Good material as usual.
I wish our high schools and colleges taught a lot of the ideas in these videos.
This should be mandatory learning in 9th grade
thanks for all the systems videos. i learn every day
Thank you. Clear, Simple, Interesting. Although, just like how causality is vague and emergent, "goals" are probably not real things either!
It depends on if they are being produced by a system that is aware of there being goals. My goals are real enough; they exist as a belief in my head. Though you could reductively argue that goals don’t exist “out there,” it is hard to see how they do not exist as motivating factors in my mind.
Systems with feedback can be modeled using Dynamic Bayesian Networks. In the example of the plane in flight, all the reasons given both in 'linear' and 'nonlinear' causality are causes, which can be represented as parent nodes of the 'plane in flight' node in a Bayesian Network.
Criticisms:
'Emergence' in this video seems like a synonym for an effect that has more than one cause. But since most, if not all, effects have more than a single cause, why call them emergent?
The distinction between 'top down' or 'bottom up' causation seems like a distinction between the literal size of causal entities (small DNA vs large biosphere, small atoms vs large stars), and the usefulness of that distinction isn't clear. Also, why would interaction between large and small entities give rise to indeterminism?
The biggest problem with this video is the false equivalence between "events in the future" and "past beliefs about the future". The beliefs people hold about the future causally influence a system, but the actual events in the future do not. Events in the future do not reach back in time and cause events in the past, which is what this video implies with "reverse causation".
The future is dynamic in the present
I think correlation is for reductionism and causation for system thinking
chicken and the egg on expert mode
Nonlinear seems a misnomer. Seems to me it would more apt called multi linear effect
I agree. It seems to be more like linear with non-linear place holders, such as memory, a model, or some non-data factor that modifies a system as it progresses forward in time. Otherwise non-linear seems to be a claim of actual time travel, rather than the practical time travel that memory and imagination affords.
Linear causation is a misconception
4:30 - Either this is a terrible example or non-linear causality is a bad joke. Just take a reductionist approach and simply SPECIFY the question being asked. Now look at that! All these other possible causes have been reduced, since we ceased asking too broad a question. Though we also note that in finding every possible explanation as to why the plane is flying, we reduced this sytem of flight to its components anyway (in the form of different qualitative causes).
Is the question too broad because there were many causes? Or were there many causes because the question was too broad?
I think the flight example is misleading, depending on how you approach it. If you ask the question, why does an Emirate A380 fly from LA to Sydney ? yes there are several reasons that enable it besides aerodynamics, which i think is the point of systems thinking/ holism.
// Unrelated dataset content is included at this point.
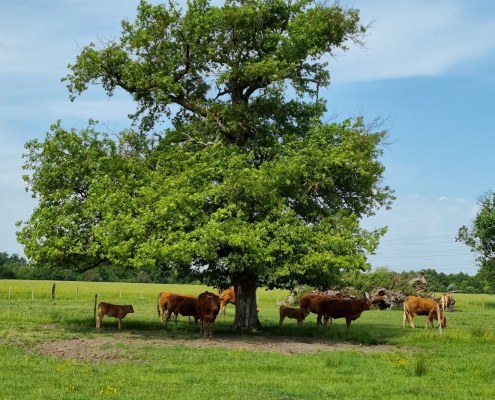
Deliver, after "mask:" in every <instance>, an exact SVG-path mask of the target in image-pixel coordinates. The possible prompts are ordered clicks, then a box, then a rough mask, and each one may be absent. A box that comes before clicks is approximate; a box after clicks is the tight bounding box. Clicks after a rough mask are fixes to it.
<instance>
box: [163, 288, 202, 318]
mask: <svg viewBox="0 0 495 400" xmlns="http://www.w3.org/2000/svg"><path fill="white" fill-rule="evenodd" d="M197 302H198V298H197V297H193V296H183V295H180V294H173V295H171V296H170V297H169V298H168V303H167V318H166V319H165V323H167V322H168V321H170V316H171V315H172V313H173V314H174V315H175V322H176V323H177V315H178V314H180V315H183V316H185V317H193V318H194V322H196V323H198V319H199V317H198V311H197Z"/></svg>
But if you ask the question, Why does flight occur ? The reductionist approach yields the primary reason for flight which is found in aerodynamics. In this case, none of the other factors matter.
@@jasim3839 No. No matter how much you try to simplify the question, the amount of answers or contributing factors are essentially limited only by your understanding of reality and physics.
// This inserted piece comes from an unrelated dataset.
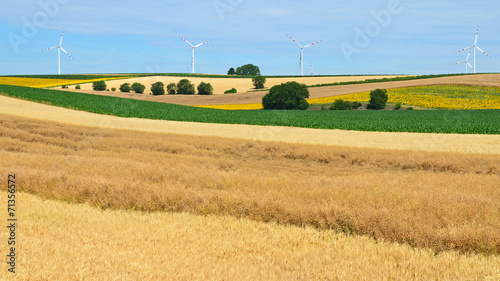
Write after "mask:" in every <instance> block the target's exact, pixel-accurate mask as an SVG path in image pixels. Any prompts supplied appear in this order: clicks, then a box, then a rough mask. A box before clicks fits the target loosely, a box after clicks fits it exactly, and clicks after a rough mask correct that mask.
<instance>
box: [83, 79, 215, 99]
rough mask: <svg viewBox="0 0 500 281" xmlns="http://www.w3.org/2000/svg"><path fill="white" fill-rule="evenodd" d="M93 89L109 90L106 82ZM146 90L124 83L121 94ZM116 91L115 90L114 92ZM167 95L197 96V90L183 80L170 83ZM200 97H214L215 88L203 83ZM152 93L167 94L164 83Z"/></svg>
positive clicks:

Jasim Ahamed you seem to be suggesting that the range of the question we choose to ask determines the limits of causation. Shouldn’t we be considering all possible causal chains at least on some level? I mean, I think I see what you mean. The other causal chains do not directly relate together abstractly but only in a practical way: they all pertain to a specific plain. However, it seems clear that practical considerations are important and this is a model for dealing with that.